About the only real performance-related feature (besides, arguably, the skid plate) is Bilstein shock absorbers that may help when you're off road (spring having refused to arrive here, I didn't take the Tacoma off road so I wouldn't end up in a ditch again!) but which on the road don't change the truck's road feel from being very - surprise, surprise! - truck like. This means you bounce all over the place, but such is the nature of the trucking beast.
All Tacomas come with a limited slip differential that helps ensure the equal distribution of torque between the rear wheels, which comes in handy when one or more tires lose traction.
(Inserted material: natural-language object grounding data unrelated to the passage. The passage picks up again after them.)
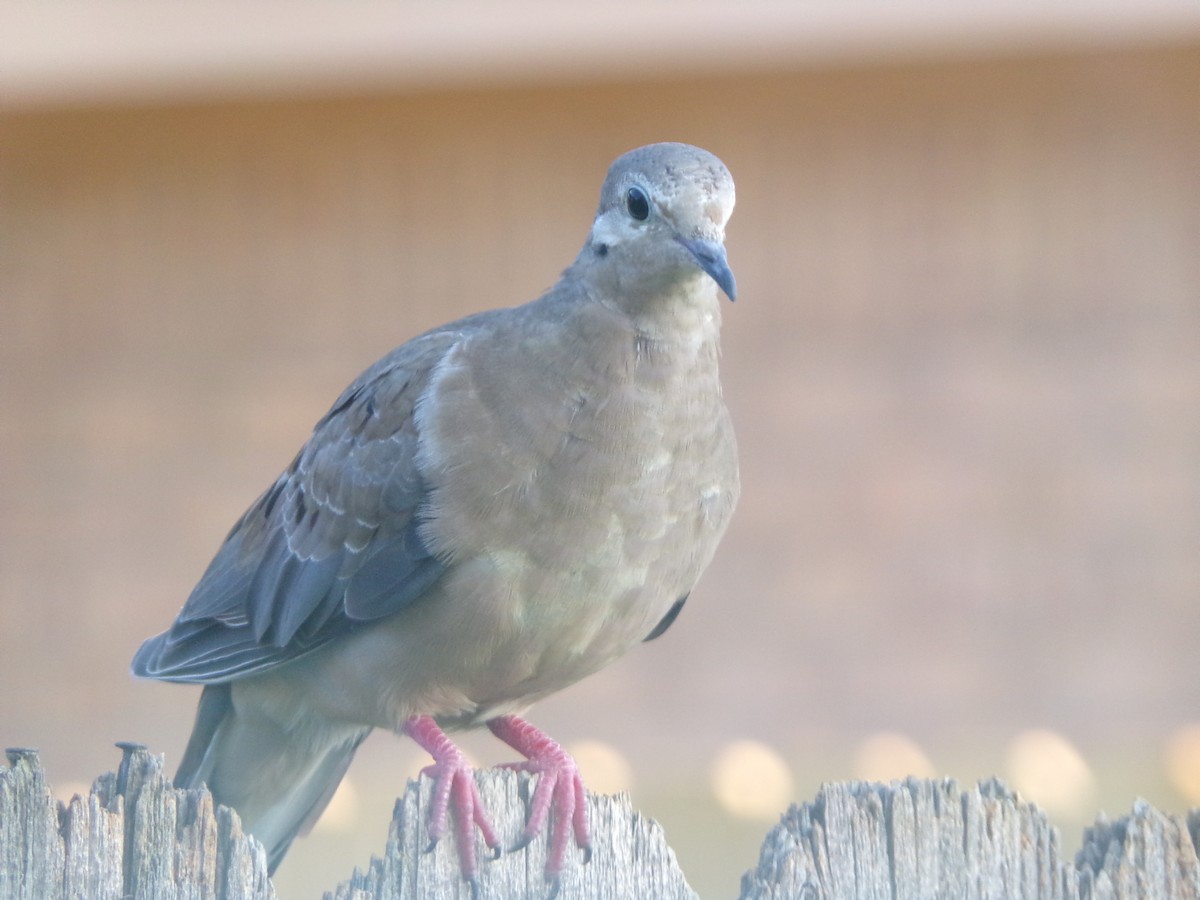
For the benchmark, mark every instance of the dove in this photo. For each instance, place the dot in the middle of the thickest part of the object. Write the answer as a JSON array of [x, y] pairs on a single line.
[[492, 511]]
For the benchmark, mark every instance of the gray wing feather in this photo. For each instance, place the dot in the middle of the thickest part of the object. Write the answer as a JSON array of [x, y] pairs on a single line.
[[333, 544]]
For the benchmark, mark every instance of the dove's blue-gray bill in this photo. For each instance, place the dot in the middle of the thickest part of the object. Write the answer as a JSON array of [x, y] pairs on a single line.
[[490, 513]]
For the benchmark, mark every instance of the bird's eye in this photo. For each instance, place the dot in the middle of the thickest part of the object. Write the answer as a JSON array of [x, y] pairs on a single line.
[[637, 204]]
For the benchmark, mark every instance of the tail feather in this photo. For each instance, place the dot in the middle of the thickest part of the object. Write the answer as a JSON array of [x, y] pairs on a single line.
[[277, 780]]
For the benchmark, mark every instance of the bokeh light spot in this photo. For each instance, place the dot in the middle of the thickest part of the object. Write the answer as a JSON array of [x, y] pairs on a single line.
[[751, 780], [1050, 772], [604, 768], [1183, 762]]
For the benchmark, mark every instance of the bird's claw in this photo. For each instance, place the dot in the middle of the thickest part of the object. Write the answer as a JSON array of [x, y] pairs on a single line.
[[454, 786], [559, 789]]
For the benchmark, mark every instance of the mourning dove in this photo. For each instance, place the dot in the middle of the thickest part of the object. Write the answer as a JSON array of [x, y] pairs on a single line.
[[492, 511]]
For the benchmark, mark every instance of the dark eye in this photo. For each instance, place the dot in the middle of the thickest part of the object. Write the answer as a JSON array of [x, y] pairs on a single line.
[[637, 204]]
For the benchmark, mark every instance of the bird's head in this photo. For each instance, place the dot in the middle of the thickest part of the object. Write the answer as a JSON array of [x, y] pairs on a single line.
[[661, 222]]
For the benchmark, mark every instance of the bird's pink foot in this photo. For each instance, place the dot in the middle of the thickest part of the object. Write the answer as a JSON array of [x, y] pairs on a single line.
[[454, 785], [559, 790]]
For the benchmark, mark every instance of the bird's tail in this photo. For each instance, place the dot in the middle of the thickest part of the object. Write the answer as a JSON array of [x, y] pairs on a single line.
[[277, 780]]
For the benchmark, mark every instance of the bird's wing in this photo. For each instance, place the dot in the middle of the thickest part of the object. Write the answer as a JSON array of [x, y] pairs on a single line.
[[333, 544]]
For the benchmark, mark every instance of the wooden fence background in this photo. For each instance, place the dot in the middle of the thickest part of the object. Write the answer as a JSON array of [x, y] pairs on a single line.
[[136, 837]]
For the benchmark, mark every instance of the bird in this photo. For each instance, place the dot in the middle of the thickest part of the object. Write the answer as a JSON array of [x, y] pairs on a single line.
[[492, 511]]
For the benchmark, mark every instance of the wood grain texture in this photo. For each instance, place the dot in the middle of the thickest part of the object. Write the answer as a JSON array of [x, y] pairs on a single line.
[[630, 855], [931, 839], [135, 835]]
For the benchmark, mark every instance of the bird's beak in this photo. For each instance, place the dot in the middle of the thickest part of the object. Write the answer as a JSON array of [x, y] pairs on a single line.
[[709, 256]]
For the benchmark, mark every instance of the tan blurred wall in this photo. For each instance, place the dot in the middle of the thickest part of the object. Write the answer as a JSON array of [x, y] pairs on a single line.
[[965, 365]]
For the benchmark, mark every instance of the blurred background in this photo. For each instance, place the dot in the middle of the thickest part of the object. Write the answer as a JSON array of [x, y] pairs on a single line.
[[964, 365]]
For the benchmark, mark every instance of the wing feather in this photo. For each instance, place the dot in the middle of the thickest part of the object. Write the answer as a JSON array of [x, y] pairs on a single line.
[[333, 544]]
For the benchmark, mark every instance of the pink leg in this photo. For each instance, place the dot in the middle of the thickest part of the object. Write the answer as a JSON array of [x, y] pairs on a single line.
[[559, 786], [454, 784]]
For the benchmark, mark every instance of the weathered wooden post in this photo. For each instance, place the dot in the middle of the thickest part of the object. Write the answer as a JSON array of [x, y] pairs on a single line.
[[136, 837]]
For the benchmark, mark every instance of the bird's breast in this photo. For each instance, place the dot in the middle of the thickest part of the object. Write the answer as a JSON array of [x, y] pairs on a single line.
[[581, 502]]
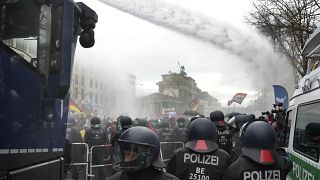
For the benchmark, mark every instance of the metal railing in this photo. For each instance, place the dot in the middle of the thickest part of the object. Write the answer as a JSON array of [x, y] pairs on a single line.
[[161, 151], [87, 158], [97, 165]]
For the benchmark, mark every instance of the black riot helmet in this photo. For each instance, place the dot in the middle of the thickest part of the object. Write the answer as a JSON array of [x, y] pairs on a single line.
[[164, 125], [95, 122], [124, 122], [71, 121], [143, 123], [217, 117], [137, 148], [202, 136], [181, 122], [259, 140]]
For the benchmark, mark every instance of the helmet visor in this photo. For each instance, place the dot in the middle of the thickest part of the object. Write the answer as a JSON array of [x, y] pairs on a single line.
[[131, 156]]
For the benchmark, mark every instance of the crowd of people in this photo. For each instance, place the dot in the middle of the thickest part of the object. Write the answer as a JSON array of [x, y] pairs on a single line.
[[231, 147]]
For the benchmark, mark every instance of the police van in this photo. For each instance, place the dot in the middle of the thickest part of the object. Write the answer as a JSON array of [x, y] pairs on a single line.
[[303, 117]]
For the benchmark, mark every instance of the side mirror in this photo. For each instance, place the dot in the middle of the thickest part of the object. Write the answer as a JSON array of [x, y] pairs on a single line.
[[87, 38], [88, 20]]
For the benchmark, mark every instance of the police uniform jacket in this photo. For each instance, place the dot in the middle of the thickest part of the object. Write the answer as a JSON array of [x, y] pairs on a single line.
[[145, 174], [188, 164], [224, 139], [246, 169]]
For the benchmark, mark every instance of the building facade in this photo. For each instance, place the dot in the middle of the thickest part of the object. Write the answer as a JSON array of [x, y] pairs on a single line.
[[94, 93], [177, 94]]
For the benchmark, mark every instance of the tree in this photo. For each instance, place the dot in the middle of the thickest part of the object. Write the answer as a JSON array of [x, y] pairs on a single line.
[[288, 24]]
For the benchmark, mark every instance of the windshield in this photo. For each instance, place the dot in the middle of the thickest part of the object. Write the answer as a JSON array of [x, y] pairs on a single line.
[[26, 29]]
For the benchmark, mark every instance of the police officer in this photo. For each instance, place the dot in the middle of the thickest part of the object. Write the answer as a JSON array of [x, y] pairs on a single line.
[[200, 158], [137, 156], [224, 135], [237, 145], [74, 136], [93, 137], [259, 160], [165, 134], [180, 131], [124, 123]]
The standard Tacoma engine is a 2.7 liter, DOHC, 16 valve four cylinder with intelligent Variable Valve Timing (VVT-i), Sequential Multiport Electronic Fuel Injection, etc. It puts out 159 horses @ 5,200 rpm and 180 lb.-ft. of torque @ 3,800 rpm, which is probably enough if you aren't hauling or towing heavy stuff up and down mountainsides all the time. Fortunately, Toyota Canada's sample came with the optional four liter six cylinder power plant that's rated at 236 horses @ 5,200 rpm and 266 lb.-ft. Of torque @ 4,000 rpm. Power and torque from the V6 are more than adequate.
Tacoma's suspension features an independent, double wishbone-style up front, with coil springs and a stabilizer bar, and that's good stuff even in a car. The rear end is supported by multi-leaf springs, which is great until they fall off during the autumn (just kidding) and as mentioned, the TRD package adds Bilstein shock absorbers to all four corners. Brakes are power-assisted discs up front, with drums on the rears, and of course you get the usual aids such as ABS, brake assist and electronic brake force distribution. Pedal feel and stopping power are fine for a pickup truck, as is the feel and performance of the power-assisted rack and pinion steering. That wheel tilts and telescopes, too, and features duplicate audio controls.
The double cab means you get four real doors and a full bench seat behind the front buckets, as opposed to the little jump seats of lesser versions, and there really is plenty of room considering the Tacoma is a dwarf compared to Toyota's big Tundra and its competitors.
The amenities won't make you forget this is a truck, either, but that said you can still get most of what you'd want these days, including Bluetooth, air conditioning, a backup camera, cup holders and a navigation system. The audio system of the sample was adequate.
The V6 TRD Tacoma's towing capacity is rated by Toyota at 6,500 pounds with the manual transmission and 6,400 with the automatic, which is certainly decent.
As mentioned above, the Toyota Tacoma starts at a base price of about $22,500 Canadian, and if you check off all the options and models, you can spend about forty grand. Alas, I'm not really a truck guy and so probably can't do them justice in my reviews but, that said, there's a reason Toyota has earned such a great reputation for its trucks.
And regardless of which model you choose and how much you spend, you'll be getting a heckuva capable truck which, though not redesigned substantially for 2014, brings Toyota's legendary quality and off-road prowess to your garage.